How did people become lactose intolerance? How is still prevalent amongst people? These are just some of the questions that I have asked myself and I am sure others have wondered about as well. When my doctor first told me I was lactose intolerant, he explained to me as to why.
My doctor explained to me that African Americans, Latinos, Native Americans, and other indigenous people have higher chances of being lactose intolerant. He went on to talking about how the start of lactose intolerance dates back to the 15th century. Cows originate from Europe. They were first introduced to Native Americans and African Americans in the “New World.” When the cow’s milk was introduced to the indigenous and African Americans, they most likely experienced cramps, bloating, gas and diarrhea. Why? Because their bodies did not produce the lactase enzyme in order to properly digest the sugars in milk. They bodies were not familiar with diary.

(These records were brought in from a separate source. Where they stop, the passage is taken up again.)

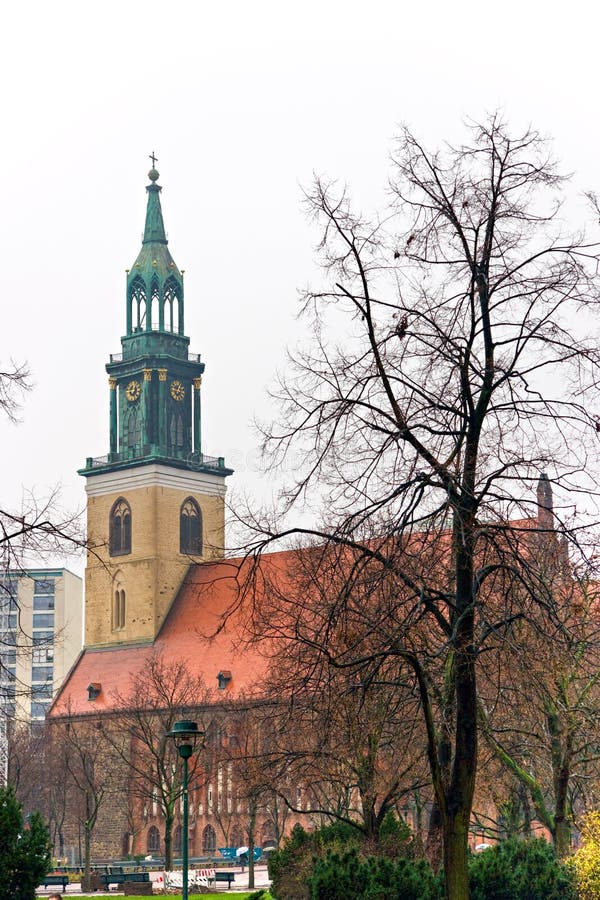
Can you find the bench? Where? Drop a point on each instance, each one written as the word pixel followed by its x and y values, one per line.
pixel 123 878
pixel 55 880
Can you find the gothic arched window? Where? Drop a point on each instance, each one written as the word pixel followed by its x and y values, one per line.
pixel 120 528
pixel 119 609
pixel 190 528
pixel 137 294
pixel 171 305
pixel 134 430
pixel 153 840
pixel 177 839
pixel 154 305
pixel 209 840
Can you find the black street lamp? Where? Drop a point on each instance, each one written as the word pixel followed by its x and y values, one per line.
pixel 185 734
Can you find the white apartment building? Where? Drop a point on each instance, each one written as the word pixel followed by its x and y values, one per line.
pixel 40 637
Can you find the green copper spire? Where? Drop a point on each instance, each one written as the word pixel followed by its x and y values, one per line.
pixel 154 283
pixel 154 230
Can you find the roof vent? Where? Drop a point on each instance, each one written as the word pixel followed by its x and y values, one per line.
pixel 224 677
pixel 93 690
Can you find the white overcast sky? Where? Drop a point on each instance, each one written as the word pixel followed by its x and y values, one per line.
pixel 241 101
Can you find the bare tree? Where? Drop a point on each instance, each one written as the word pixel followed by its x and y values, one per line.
pixel 356 744
pixel 91 771
pixel 539 706
pixel 463 373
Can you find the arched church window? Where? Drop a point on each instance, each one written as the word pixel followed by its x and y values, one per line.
pixel 154 305
pixel 120 528
pixel 138 303
pixel 190 528
pixel 177 839
pixel 153 840
pixel 119 609
pixel 209 840
pixel 171 305
pixel 134 430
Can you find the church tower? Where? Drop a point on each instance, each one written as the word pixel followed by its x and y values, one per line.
pixel 155 503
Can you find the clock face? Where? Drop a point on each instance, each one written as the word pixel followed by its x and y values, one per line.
pixel 177 390
pixel 133 391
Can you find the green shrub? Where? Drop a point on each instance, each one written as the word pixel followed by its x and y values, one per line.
pixel 341 876
pixel 291 865
pixel 25 855
pixel 520 870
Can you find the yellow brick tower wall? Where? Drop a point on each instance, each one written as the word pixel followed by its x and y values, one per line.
pixel 153 572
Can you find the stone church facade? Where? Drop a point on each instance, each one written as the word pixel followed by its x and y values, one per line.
pixel 156 581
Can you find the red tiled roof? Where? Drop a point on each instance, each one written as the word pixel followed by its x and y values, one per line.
pixel 194 632
pixel 190 634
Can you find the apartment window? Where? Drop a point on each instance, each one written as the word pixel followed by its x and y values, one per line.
pixel 43 603
pixel 43 586
pixel 8 589
pixel 43 637
pixel 39 709
pixel 41 673
pixel 42 655
pixel 41 691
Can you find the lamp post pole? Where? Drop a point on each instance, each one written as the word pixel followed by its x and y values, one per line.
pixel 185 734
pixel 185 758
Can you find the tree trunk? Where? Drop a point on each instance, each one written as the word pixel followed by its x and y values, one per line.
pixel 456 868
pixel 562 838
pixel 87 838
pixel 251 826
pixel 435 841
pixel 169 842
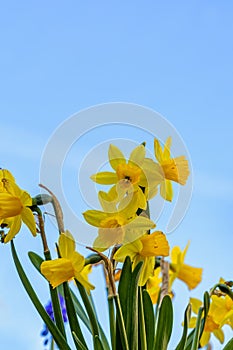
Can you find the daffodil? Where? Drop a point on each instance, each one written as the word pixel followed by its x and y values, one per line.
pixel 178 269
pixel 117 223
pixel 145 249
pixel 71 264
pixel 223 308
pixel 7 180
pixel 153 285
pixel 14 206
pixel 133 175
pixel 172 169
pixel 212 325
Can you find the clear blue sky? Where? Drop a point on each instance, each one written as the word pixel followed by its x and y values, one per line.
pixel 175 57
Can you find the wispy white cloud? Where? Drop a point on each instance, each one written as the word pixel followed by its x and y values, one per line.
pixel 213 185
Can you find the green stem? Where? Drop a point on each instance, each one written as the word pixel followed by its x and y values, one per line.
pixel 196 335
pixel 112 321
pixel 53 292
pixel 120 319
pixel 57 335
pixel 142 322
pixel 89 308
pixel 72 316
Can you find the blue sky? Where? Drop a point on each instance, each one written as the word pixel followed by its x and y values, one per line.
pixel 174 57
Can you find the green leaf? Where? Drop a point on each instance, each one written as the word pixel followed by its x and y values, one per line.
pixel 112 321
pixel 72 316
pixel 97 343
pixel 78 343
pixel 128 295
pixel 196 335
pixel 56 334
pixel 229 345
pixel 206 306
pixel 187 316
pixel 132 308
pixel 123 290
pixel 121 325
pixel 89 308
pixel 141 322
pixel 149 319
pixel 36 260
pixel 164 324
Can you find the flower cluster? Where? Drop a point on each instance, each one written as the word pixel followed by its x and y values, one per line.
pixel 220 314
pixel 124 222
pixel 139 266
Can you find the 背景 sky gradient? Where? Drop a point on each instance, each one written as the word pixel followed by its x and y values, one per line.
pixel 174 57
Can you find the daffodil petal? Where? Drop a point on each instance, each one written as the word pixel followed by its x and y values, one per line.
pixel 82 277
pixel 105 178
pixel 219 335
pixel 196 304
pixel 26 199
pixel 66 244
pixel 147 270
pixel 192 322
pixel 137 156
pixel 115 156
pixel 167 146
pixel 137 228
pixel 14 228
pixel 158 151
pixel 94 217
pixel 106 202
pixel 28 219
pixel 57 271
pixel 130 250
pixel 166 190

Overtime, people started to gain a tolerance for dairy. However, the intolerance to digest lactose still prevails in these ethnicities leading to lactose intolerance being genetic. This is known as primary hypolactasia. Although it can be genetic, lactose intolerance– as mentioned in one my previous posts– can also develop overtime due to the lack of the lactose enzyme production in your small intestine, which is known as secondary hypolactasia. Some people can also be born with lactose intolerance, which is known as congenital lactase deficiency, but it is not very common.